#224: Spirit: Stallion of the Cimarron
Release Date: May 24th, 2002
Format: DVD
Written by: John Fusco
Directed by: Kelly Asbury and Lorna Cook
3.5 Stars
There’s something refreshingly pure about 2002’s Spirit: Stallion of the Cimarron. The story, from a script by John Fusco, successfully captures the majesty of wild horses in the American West. Fusco utilizes sparse voiceover narration (Matt Damon) as the titular stallion, Spirit, but this is largely a silent movie that relies on bold animation and driving music.

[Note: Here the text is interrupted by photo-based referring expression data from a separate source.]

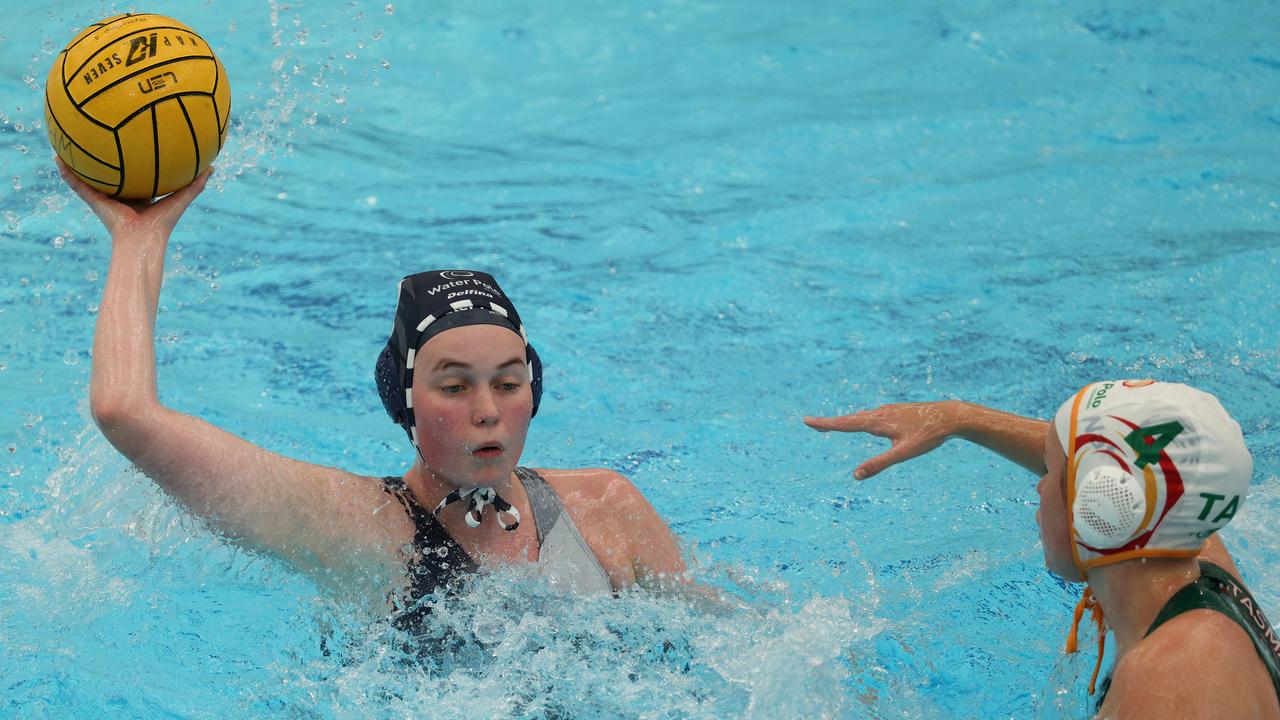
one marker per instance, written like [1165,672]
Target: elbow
[118,414]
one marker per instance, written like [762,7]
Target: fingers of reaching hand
[854,423]
[892,456]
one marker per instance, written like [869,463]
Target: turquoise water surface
[714,218]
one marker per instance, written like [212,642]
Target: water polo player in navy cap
[457,373]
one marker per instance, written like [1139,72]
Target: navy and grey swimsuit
[563,556]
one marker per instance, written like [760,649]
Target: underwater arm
[915,428]
[307,514]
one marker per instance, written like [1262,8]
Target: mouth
[487,451]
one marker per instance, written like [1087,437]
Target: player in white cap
[1137,477]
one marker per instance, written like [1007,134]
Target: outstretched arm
[915,428]
[319,518]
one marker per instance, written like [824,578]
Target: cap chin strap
[476,501]
[1088,604]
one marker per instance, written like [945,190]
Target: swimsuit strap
[437,556]
[545,504]
[1217,589]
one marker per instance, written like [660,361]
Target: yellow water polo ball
[137,105]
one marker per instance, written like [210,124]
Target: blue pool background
[716,218]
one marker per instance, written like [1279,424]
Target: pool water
[714,218]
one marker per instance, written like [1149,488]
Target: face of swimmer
[1052,513]
[472,404]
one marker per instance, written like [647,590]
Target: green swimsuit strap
[1217,589]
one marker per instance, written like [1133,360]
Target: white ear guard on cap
[1109,507]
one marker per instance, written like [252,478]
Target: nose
[484,408]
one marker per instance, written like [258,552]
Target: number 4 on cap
[1147,442]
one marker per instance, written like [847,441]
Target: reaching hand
[120,217]
[914,428]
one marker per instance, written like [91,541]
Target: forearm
[1016,438]
[123,381]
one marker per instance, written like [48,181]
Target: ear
[535,378]
[1109,507]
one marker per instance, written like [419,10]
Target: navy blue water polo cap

That bold animation is interesting to view now, twenty plus years since the film’s release. A mix of CGI and hand drawn horse and human animation, the visuals don’t look like the predominant Disney or Pixar works of that early 2000s. It’s a beautifully rendered and visually confident film. You can tell that directors Kelly Asbury and Lorna Cook sensed they had something special in all of these scenes of a hard-charging Spirit, running free in the meadows and fields of the untamed West. Why muddy up the vibe with wacky Disney-style side characters or layered Pixar-pathos? They gamble a large part of the movie on their animators and a simple story with simple, silent archetypes. It pays off.
Accompanying the visuals is a score by Hans Zimmer and an original soundtrack by Bryan Adams. Both musicians lend the film a classic Americana feel. It’s some pretty rousing stuff. I wonder how many millennial girls can credit their “horse girl energy” to watching Spirit in the early 2000s? (I personally know one, and she couldn’t contain herself from singing along to most of these songs).
Sure, there’s an argument to be made that Spirit: Stallion of the Cimarron is less than ambitious storytelling, but I think that’s missing the point. Like its title character, the movie finds its purpose in simply running free across the Wild West.